Максим выпрямился. Это что-то новенькое. Вот что бывает, когда факты лживы: лживые факты лгут. Это меняет что-то?
– Не был двоечником? Вот как… – пробормотал Гриша. – Тогда почему вы…
– Вообще знаете, – курс партии резко сменился, – вам надо поговорить с нашим школьным психологом, Александром Анатольевичем.
Глупая улыбка исказила постаревшее лицо Валерии Михайловны.
– И как это можно сделать? – Гриша сохранял профессиональный тон.
– Он будет тут завтра, знаете, он замечательный человек, работает летом, занимается с особой группой, дети его просто… – Макс убавил громкость.
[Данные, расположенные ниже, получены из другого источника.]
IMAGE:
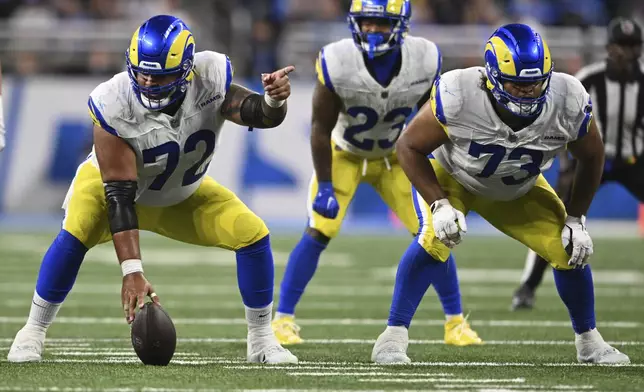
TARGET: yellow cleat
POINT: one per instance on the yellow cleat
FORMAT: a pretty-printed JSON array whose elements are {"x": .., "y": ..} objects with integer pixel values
[
  {"x": 459, "y": 333},
  {"x": 286, "y": 331}
]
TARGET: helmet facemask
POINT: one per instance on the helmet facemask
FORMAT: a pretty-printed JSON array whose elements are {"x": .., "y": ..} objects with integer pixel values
[
  {"x": 160, "y": 96},
  {"x": 520, "y": 106},
  {"x": 378, "y": 43}
]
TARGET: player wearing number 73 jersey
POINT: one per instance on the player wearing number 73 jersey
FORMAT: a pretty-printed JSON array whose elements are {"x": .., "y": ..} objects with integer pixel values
[
  {"x": 155, "y": 131},
  {"x": 492, "y": 131},
  {"x": 366, "y": 89}
]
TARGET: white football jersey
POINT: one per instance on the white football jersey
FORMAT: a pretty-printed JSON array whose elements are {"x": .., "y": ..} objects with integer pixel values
[
  {"x": 373, "y": 116},
  {"x": 485, "y": 155},
  {"x": 173, "y": 153}
]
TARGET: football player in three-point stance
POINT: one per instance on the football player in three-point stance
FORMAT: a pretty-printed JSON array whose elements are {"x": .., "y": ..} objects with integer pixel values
[
  {"x": 625, "y": 164},
  {"x": 155, "y": 131},
  {"x": 367, "y": 87},
  {"x": 492, "y": 131}
]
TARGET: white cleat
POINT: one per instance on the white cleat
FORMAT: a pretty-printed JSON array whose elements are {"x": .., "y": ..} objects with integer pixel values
[
  {"x": 27, "y": 346},
  {"x": 266, "y": 349},
  {"x": 391, "y": 347},
  {"x": 591, "y": 348}
]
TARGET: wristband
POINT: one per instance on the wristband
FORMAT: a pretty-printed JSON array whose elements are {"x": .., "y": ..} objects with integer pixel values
[
  {"x": 272, "y": 102},
  {"x": 131, "y": 266}
]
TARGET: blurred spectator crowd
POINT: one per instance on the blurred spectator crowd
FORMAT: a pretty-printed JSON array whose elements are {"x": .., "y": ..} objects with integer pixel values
[{"x": 90, "y": 36}]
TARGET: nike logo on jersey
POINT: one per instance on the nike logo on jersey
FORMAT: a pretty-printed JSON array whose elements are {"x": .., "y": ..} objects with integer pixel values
[
  {"x": 209, "y": 101},
  {"x": 420, "y": 81}
]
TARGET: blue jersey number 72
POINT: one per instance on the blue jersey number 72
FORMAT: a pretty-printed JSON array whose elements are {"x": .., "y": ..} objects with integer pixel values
[{"x": 173, "y": 151}]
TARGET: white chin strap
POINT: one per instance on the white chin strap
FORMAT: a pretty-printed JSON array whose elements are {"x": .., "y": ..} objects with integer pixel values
[
  {"x": 524, "y": 109},
  {"x": 155, "y": 104},
  {"x": 380, "y": 49}
]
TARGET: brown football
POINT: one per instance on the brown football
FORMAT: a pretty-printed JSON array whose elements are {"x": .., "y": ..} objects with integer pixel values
[{"x": 153, "y": 335}]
Бодрое кудахтанье его вгоняло в мигрень и притупляло инстинкты, – … меня тут завтра не будет, уж простите, все на попечении Александра Анатольевича, я дам вам номер!
Из здания школы Гриша вышел победителем; с желтым стикером в руке он на ходу развязал сдавливающий горло галстук и вприпрыжку побежал к фургону.
– Ну знаете ли! Меня много раз арестовывала полиция, теперь понимаю власть ксивы! Надо прикупить резиновых дубинок, – возбужденно говорил он.
Сейчас Максим мог заметить на лице Гриши нехарактерные для него бисеринки пота. Запоздало Макс понял, что Гриша вообще-то отнюдь не был спокоен, и весь этот маскарад дался ему с нервотрепкой.
– Неважно. В итоге у нас его номер, так?
– Так! – Гриша расплылся в улыбке. – Только подумай, неужели так просто притвориться следователем! Искусство лжи, искусство лжи… – они с Моникой насмешливо уставились на него.
***
Тяжело дышать. И вода тяжелая. Надо фильтр поменять. Денег нет. Не важно. Не сейчас.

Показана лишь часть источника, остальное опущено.